The main objectives of the site conservation team include to:

  • Evaluate the conditions of the riparian habitat along the streams within the North Fork of the Cache la Poudre River watershed and identify a suitable area for the recovery population
  • Recommend land management practices to improve and reconnect habitat
  • Identify financial resources through agreements and partnerships that are available to private landowners to improve Preble’s mouse habitat

Three additional teams have been established on the Colorado Front Range in the Saint Vrain, Plum Creek and Monument Creek watersheds. Project leaders anticipate that other teams will also be created in Colorado and Wyoming. The goal for all the recovery efforts is to contribute to delisting the Preble’s mouse.

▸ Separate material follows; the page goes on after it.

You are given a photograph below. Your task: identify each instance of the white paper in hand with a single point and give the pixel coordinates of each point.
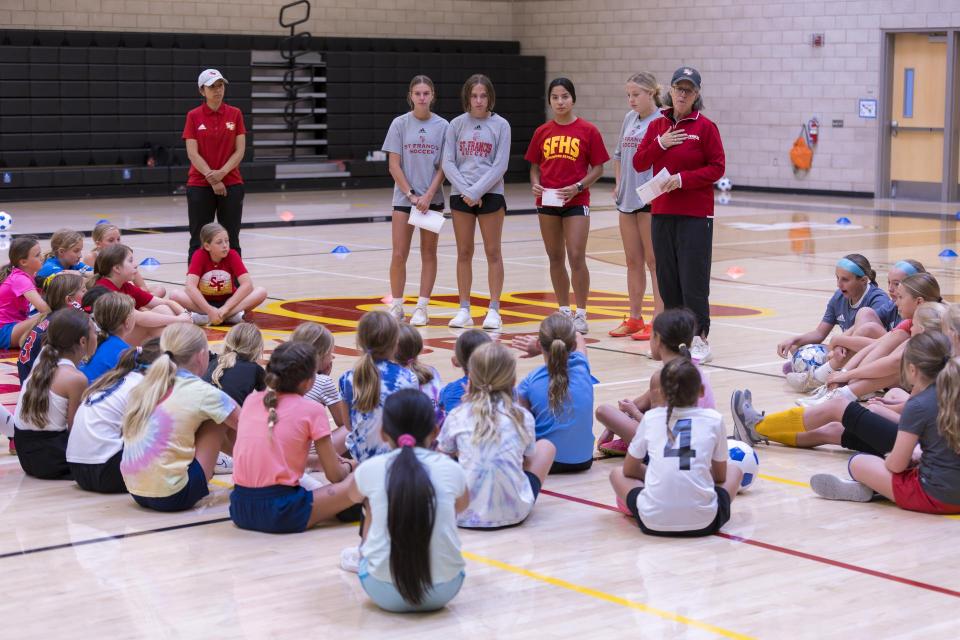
(551, 198)
(429, 220)
(649, 190)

Site Conservation Team Partners

  • U.S. Forest Service: Arapaho-Roosevelt National Forest
  • Natural Resource Conservation Service
  • Coalition for the Poudre River
  • Colorado Water Conservation Board
  • CSU’s Colorado Natural Heritage Program
  • CSU’s Center for Collaborative Conservation
  • Larimer County Natural Resources/Open Space
  • City of  Ft Collins Utilities
  • City of Fort Collins, Department of Natural Resources
  • The Nature Conservancy
  • East Rabbit Creek Ranch
  • Landowners Association for Phantom Canyon Ranches
  • Colorado Parks and Wildlife
  • Colorado State Land Board, North Central District
  • Colorado Open Lands
  • U.S. Fish and Wildlife Service

The Site Conservation Team is partnering with the U.S. Fish and Wildlife Service to engage with local communities and form partnerships among stakeholders in conservation and restoration efforts in the Poudre River’s North Fork watershed.

The final recovery plan released in 2018 for the Preble’s mouse was developed in partnership with Colorado and Wyoming state wildlife agencies, The Nature Conservancy, Colorado Natural Heritage Program at CSU, ERO Resource Corporation, U.S. Forest Service and Ecology and Environment, Inc.